$G_2$-metrics arising from non-integrable special Lagrangian fibrations

TL;DR

This paper explores special Lagrangian fibrations in SU(3)-manifolds with non-integrable structures, decomposing them into geometric data, and applies this to describe certain G2-manifolds with group actions.

Contribution

It introduces a decomposition framework for SU(3)-structures with non-integrable fibrations and analyzes G2-manifolds with Lagrangian-type group actions using dynamical systems.

Findings

Decomposition of SU(3)-structures into solder forms, connection forms, and symmetric matrices.

Description of regular parts of G2-manifolds with T^3 and SO(3) symmetries.

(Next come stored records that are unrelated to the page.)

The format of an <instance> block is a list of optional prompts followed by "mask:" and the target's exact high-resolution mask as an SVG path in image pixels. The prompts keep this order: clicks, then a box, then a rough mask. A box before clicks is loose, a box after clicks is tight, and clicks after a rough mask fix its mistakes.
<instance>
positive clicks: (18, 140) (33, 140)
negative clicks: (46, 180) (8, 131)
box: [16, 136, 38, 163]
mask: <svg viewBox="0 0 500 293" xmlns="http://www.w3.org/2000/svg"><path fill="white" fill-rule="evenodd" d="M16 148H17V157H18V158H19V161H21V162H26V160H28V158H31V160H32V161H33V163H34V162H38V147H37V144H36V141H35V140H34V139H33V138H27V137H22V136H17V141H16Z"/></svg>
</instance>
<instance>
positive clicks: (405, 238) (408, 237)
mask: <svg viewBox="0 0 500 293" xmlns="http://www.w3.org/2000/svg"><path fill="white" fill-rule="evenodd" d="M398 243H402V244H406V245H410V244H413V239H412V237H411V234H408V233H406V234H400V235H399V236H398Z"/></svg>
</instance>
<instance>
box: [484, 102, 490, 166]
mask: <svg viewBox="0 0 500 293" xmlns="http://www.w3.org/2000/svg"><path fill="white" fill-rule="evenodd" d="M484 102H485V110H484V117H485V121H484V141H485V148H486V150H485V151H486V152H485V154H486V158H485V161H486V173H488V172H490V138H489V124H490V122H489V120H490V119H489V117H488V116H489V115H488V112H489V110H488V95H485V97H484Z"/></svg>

Application of constrained dynamical systems to study these geometric structures.

Abstract

We study special Lagrangian fibrations of $\mathrm{SU}(3)$-manifolds, not necessarily torsion-free. In the case where the fiber is a unimodular Lie group $G$, we decompose such $\mathrm{SU}(3)$-structures into triples of solder 1-forms, connection 1-forms and equivariant $3\times3$ positive-definite symmetric matrix-valued functions on principal $G$-bundles over 3-manifolds. As applications, we describe regular parts of $G_2$-manifolds that admit Lagrangian-type 3-dimensional group actions by constrained dynamical systems on the spaces of the triples in the cases of $G=\mathrm{T}^3$ and $\mathrm{SO}(3)$.